Rave, then rave again: Go see Boyhood.

By July 14, 2014 Film, Performance

 

When my oldest daughter graduated from high school, I made a movie about her life.  I’m the amateur filmmaker in the house, the one carting the black camera bag everywhere since those early sleepless days. Sifting through years of footage took weeks. I was dry-eyed at her ceremony; all the tears were left on the editing floor. Stringing up a sheet for an outdoor screen, we shared it with her classmates, our family and fellow parents that had been with us on the journey. Our guests were kind (no better audience than friends), but the comment that stayed with me was from one dad of a classmate:

I felt every stage of her life. I felt it was my kid up there.

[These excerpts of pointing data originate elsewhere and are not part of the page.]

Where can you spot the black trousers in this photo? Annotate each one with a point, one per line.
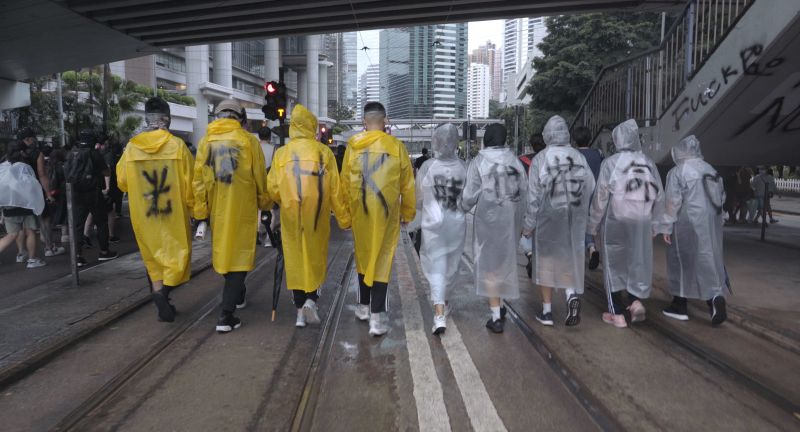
(374, 296)
(300, 297)
(618, 304)
(234, 290)
(91, 203)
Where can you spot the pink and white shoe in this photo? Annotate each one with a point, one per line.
(617, 321)
(637, 311)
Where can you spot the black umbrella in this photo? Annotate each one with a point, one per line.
(275, 238)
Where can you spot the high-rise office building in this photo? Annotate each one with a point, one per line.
(479, 90)
(424, 71)
(488, 54)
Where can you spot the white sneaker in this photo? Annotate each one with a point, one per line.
(362, 312)
(377, 324)
(439, 324)
(301, 319)
(57, 250)
(36, 263)
(311, 312)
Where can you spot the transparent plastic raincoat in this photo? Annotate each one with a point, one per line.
(19, 187)
(304, 181)
(496, 188)
(378, 190)
(156, 171)
(230, 185)
(627, 206)
(693, 215)
(560, 189)
(440, 182)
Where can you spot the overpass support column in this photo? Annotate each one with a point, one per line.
(323, 89)
(312, 72)
(196, 75)
(223, 64)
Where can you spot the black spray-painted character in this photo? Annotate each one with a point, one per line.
(505, 183)
(298, 172)
(447, 191)
(367, 171)
(566, 184)
(160, 187)
(223, 158)
(640, 184)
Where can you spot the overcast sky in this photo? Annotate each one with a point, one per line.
(479, 33)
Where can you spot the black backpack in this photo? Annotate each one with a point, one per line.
(79, 170)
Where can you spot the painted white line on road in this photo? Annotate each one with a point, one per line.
(431, 411)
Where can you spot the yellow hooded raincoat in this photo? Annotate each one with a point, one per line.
(304, 180)
(378, 189)
(230, 185)
(156, 171)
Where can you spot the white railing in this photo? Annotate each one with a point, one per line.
(788, 185)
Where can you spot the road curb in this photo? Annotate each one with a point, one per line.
(58, 344)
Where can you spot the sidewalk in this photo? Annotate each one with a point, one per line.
(40, 321)
(786, 204)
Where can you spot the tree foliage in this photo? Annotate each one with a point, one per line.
(574, 52)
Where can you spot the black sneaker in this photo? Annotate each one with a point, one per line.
(166, 312)
(227, 323)
(677, 310)
(594, 260)
(718, 311)
(496, 326)
(107, 255)
(573, 311)
(545, 318)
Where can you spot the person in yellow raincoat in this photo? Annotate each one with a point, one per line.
(230, 185)
(156, 171)
(378, 189)
(304, 181)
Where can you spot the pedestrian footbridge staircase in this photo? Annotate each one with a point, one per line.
(727, 71)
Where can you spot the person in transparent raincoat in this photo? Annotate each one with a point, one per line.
(440, 182)
(627, 206)
(692, 228)
(496, 188)
(559, 193)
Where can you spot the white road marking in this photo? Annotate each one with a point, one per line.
(431, 411)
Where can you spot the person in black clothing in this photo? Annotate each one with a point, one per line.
(92, 199)
(420, 160)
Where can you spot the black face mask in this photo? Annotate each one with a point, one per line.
(494, 136)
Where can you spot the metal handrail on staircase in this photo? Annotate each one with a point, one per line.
(644, 86)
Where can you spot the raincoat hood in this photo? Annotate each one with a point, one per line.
(687, 148)
(626, 136)
(222, 126)
(444, 141)
(494, 136)
(152, 141)
(556, 132)
(303, 123)
(366, 138)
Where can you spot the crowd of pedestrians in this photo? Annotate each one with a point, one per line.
(563, 203)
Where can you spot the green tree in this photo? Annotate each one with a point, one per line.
(576, 49)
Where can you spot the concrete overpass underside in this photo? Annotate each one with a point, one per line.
(39, 37)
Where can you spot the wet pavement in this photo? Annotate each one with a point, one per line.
(138, 374)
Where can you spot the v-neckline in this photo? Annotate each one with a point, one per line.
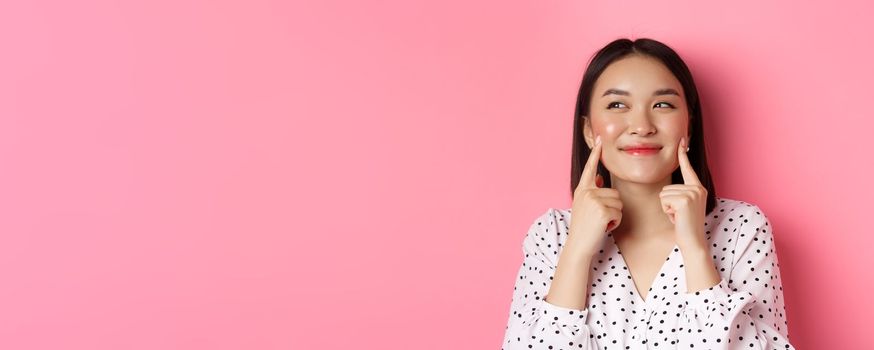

Coming of age stories are cultural tropes. This is turf we know. We remember our innocence,when we lost it, the tints and sounds.  How we arrived and what shape our meanderings took is the gold to mine for real artistry. Director Richard Linklater has struck it rich with his latest, Boyhood, a profound achievement in filmmaking. I saw it with that same daughter and gripped her hand, there in the dark, tears streaming down both our faces.  At the end, the woman seated next to me sighed happily and then got up to leave. She turned back to me to wave goodbye, blurting out I feel as if we’re all one family now after seeing this. 

Rarely has there been a film this intimate. I felt immediately alive. This was my own life, our family, our kids, up there.  If you have a sister, a brother, a mom or a dad, kids, grandparents..there isn’t a soul who won’t get it.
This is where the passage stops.